MLCommons is out today with its latest set of MLPerf inference results. The new results mark the debut of a new generative AI benchmark and the first validated test results for Nvidia’s next-generation
Blackwell GPU processor.
MLCommons is a multi-stakeholder, vendor-neutral organization that manages the MLperf benchmarks for both AI training and AI inference. The latest MLPerf inference benchmarks, released by MLCommons, provide a comprehensive snapshot of the rapidly evolving AI hardware and software landscape. With 964 performance results submitted by 22 organizations, these benchmarks serve as a vital resource for enterprise decision-makers navigating the complex world of AI deployment. By offering standardized, reproducible measurements of AI inference capabilities across various scenarios, MLPerf enables businesses to make informed choices about their AI infrastructure investments, balancing performance, efficiency, and cost.

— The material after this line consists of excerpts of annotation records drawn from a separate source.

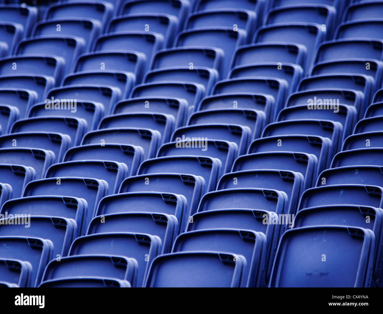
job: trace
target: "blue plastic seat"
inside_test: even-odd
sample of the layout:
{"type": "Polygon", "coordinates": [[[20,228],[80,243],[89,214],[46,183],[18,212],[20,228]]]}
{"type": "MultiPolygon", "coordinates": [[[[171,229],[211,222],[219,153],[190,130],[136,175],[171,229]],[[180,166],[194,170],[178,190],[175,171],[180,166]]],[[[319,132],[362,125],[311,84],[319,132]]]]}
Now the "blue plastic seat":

As part of MLPerf Inference v 4.1, there are notable additions. MLPerf is evaluating the performance of a Mixture of Experts (MoE), specifically the Mixtral 8x7B model, for the first time. This round of benchmarks featured an impressive array of new processors and systems, many making their first public appearance. Notable entries include AMD’s MI300x, Google’s TPUv6e (Trillium), Intel’s Granite Rapids, Untether AI’s SpeedAI 240, and the Nvidia Blackwell B200 GPU.
“We just have a tremendous breadth of diversity of submissions, and that’s exciting,” David Kanter, founder and head of MLPerf at MLCommons, said during a call discussing the results with press and analysts. “The more different systems we see out there, the better for the industry, more opportunities, and more things to compare and learn from.”
Introducing the Mixture of Experts (MoE) benchmark for AI inference
A significant highlight of this round was introducing the Mixture of Experts (MoE) benchmark, designed to address the challenges posed by increasingly large language models.
“The models have been increasing in size,” Miro Hodak, a senior member of the technical staff at AMD and one of the chairs of the MLCommons inference working group, said during the briefing. “That’s causing significant issues in practical deployment.”
Hodak explained that at a high level, instead of having one large, monolithic model, with the MoE approach, several smaller models are experts in different domains. Anytime a query comes, it is routed through one of the experts.”
The MoE benchmark tests performance on different hardware using the Mixtral 8x7B model, which consists of eight experts, each with 7 billion parameters. It combines three different tasks:
- Question-answering based on the Open Orca dataset
- Math reasoning using the GSMK dataset
- Coding tasks using the MBXP dataset
He noted that the key goals were to exercise the MoE approach’s strengths better than a single-task benchmark and showcase the capabilities of this emerging architectural trend in large language models and generative AI. Hodak explained that the MoE approach allows for more efficient deployment and task specialization, potentially offering enterprises more flexible and cost-effective AI solutions.
Nvidia Blackwell is coming, bringing some significant AI inference gains.
The MLPerf testing benchmarks are an excellent opportunity for vendors to preview upcoming technology. Instead of just making marketing claims about performance, the rigor of the MLPerf process provides industry-standard testing that is peer-reviewed.
Among the most anticipated pieces of AI hardware is Nvidia’s Blackwell GPU, which was first announced in March. While it will still be many months before Blackwell is in the hands of real users, the MLPerf Inference 4.1 results provide a promising preview of the power that is coming.
“This is our first performance disclosure of measured data on Blackwell, and we’re very excited to share this,” Dave Salvator at Nvidia said during a briefing with press and analysts.
MLPerf inference 4.1 has many different benchmarking tests. Specifically on the generative AI workload that measures performance using MLPerf’s most considerable LLM workload, Llama 2 70B,
“We’re delivering 4x more performance than our previous generation product per GPU basis,” Salvator said.
While the Blackwell GPU is a significant new piece of hardware, Nvidia continues to squeeze more performance out of its existing GPU architectures. The Nvidia Hopper GPU keeps on getting better. Nvidia’s MLPerf inference 4.1 results for the Hopper GPU provide up to 27% more performance than the last round of results six months ago.
“These are all gains coming from software only,” Salvator said. “In other words, this is the same hardware we submitted about six months ago, but because of our ongoing software tuning, we can achieve more performance on that platform.”